Bayesian Approach to the Mixture Models

Abstract

This thesis deals with Bayesian inference of mixture densities using censored data. Type-I and type-II mixtures are considered that belong to two or one parameter exponential family. Selection of distribution is made keeping in view the novelty and applicability. These include Inverse Weibull, Pareto type-II, shifted exponential distribution and lastly mixture of Burr type XII and Rayleigh distributions that belong to type-II mixture model. These mixture distributions have not been explored so far in Bayesian setup. Bayes estimators for the parameters of the mixture models are derived in closed forms using type-I right censoring. To conduct Bayesian analysis, Informative (Gamma and Squared Raylegh) priors and non-informative (Uniform and Jeffreys) priors are considered while three loss functions, Squared Error Loss Function, Weighted loss function and Quadratic loss function are employed.

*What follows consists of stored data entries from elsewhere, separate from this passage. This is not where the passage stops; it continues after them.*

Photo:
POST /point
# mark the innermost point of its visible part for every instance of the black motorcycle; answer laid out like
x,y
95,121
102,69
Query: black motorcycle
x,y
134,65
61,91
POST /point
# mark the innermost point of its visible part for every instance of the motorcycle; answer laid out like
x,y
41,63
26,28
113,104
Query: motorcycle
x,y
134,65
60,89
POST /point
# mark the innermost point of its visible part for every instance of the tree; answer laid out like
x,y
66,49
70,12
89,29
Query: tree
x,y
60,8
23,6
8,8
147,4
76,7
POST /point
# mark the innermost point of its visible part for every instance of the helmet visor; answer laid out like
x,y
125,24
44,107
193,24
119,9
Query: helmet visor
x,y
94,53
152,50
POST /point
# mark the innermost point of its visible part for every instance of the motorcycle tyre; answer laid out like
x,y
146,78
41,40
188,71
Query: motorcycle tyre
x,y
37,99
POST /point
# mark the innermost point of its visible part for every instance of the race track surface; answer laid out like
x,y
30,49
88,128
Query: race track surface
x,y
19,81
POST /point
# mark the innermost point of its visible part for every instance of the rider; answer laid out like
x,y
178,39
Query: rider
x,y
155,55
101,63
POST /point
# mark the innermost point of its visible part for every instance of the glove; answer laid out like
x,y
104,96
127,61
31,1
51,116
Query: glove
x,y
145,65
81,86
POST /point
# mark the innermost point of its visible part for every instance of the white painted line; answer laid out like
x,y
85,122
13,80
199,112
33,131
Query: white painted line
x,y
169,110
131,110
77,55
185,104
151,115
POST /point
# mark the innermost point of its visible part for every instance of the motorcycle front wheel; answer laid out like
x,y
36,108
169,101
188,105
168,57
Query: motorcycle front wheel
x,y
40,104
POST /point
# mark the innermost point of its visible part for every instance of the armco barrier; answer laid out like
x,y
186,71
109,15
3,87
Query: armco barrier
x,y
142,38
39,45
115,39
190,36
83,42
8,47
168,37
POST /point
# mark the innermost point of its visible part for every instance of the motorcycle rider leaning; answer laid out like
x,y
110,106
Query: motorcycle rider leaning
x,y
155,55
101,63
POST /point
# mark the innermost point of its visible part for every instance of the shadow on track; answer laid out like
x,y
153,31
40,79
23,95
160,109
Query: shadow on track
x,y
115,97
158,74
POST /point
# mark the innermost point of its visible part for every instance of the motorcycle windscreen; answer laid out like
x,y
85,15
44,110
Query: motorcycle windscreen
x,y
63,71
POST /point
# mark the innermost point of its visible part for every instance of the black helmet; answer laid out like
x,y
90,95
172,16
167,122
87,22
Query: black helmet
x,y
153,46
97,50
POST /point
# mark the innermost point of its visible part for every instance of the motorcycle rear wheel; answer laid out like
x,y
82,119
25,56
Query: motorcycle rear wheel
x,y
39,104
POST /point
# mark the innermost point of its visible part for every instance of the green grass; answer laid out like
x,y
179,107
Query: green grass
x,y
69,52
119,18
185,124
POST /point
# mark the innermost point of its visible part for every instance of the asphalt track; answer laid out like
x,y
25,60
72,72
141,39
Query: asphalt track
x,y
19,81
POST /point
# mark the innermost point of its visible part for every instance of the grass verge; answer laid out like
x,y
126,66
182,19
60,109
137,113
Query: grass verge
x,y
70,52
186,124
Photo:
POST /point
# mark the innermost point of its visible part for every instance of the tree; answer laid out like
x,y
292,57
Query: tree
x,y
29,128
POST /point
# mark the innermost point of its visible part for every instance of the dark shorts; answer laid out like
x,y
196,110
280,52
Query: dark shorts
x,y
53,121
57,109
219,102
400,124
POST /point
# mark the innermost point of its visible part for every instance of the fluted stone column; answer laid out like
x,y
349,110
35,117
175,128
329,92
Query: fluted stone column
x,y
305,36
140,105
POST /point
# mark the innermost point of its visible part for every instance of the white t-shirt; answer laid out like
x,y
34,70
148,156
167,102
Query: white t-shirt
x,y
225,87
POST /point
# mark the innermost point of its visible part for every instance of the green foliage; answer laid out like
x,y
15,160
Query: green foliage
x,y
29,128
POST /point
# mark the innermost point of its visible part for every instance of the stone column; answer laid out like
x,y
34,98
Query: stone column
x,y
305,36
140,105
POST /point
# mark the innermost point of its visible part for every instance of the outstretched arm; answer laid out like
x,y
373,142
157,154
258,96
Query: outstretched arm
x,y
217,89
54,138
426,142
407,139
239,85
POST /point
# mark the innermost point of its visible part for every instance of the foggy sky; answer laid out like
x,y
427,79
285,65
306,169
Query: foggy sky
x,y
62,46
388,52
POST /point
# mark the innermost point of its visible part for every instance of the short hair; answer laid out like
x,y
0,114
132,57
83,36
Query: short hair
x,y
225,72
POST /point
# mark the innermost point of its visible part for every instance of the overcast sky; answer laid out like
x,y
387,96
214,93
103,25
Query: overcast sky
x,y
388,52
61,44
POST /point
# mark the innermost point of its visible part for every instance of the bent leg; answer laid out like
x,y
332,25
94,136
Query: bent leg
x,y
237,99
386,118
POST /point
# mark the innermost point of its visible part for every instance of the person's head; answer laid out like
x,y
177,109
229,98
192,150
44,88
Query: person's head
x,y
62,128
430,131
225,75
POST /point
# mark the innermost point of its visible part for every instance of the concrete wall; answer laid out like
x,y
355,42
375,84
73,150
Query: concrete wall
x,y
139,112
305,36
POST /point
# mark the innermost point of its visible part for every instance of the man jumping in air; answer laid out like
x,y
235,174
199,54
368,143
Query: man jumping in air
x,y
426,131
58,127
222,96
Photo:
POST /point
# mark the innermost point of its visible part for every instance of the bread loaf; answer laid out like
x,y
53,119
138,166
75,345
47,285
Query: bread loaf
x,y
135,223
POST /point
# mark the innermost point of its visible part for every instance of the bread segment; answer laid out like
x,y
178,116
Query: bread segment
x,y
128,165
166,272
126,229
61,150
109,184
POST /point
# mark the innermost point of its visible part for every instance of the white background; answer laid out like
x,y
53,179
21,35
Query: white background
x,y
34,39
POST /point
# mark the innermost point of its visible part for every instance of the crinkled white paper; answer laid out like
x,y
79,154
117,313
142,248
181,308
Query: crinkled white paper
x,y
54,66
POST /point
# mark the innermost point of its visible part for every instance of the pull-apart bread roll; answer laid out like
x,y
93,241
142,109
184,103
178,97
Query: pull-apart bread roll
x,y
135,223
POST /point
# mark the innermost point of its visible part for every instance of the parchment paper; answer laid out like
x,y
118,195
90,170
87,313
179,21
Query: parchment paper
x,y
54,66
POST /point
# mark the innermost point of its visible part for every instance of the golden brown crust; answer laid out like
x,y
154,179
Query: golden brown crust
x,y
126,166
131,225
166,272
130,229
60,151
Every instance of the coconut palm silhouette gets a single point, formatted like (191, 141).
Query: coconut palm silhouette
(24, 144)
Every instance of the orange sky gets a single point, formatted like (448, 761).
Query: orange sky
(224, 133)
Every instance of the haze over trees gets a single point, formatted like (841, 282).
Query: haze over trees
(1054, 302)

A wide simulation study is made to scrutinize the properties of proposed Bayes estimators. Parameters of the mixture model are also tested through hypothesis testing procedure for inverse Weibull and Pareto type- II models. For the inverse Weibull mixture model when all parameters are unknown Bayes estimators can not be obtained in closed forms thus Gibbs sampling and Importance sampling techniques are used to obtain Bayes estimates in this case. Bayesian predictive density is used to obtain Bayes predictive intervals and reliability estimator. Predictive intervals for one and two sample prediction are also obtained that help to predict failure times of future observations. Bayes estimators using limiting form are also derived. Though type-I right censoring is considered throughout the dissertation, however, shifted exponential distribution is also explored through progressive censoring scheme. For the said case, Bayes estimators, credible intervals, Expected test termination time which is considered very useful for life testing experiments, are derived and evaluated. Applications of these mixtures are also presented by applying a real data set in each case.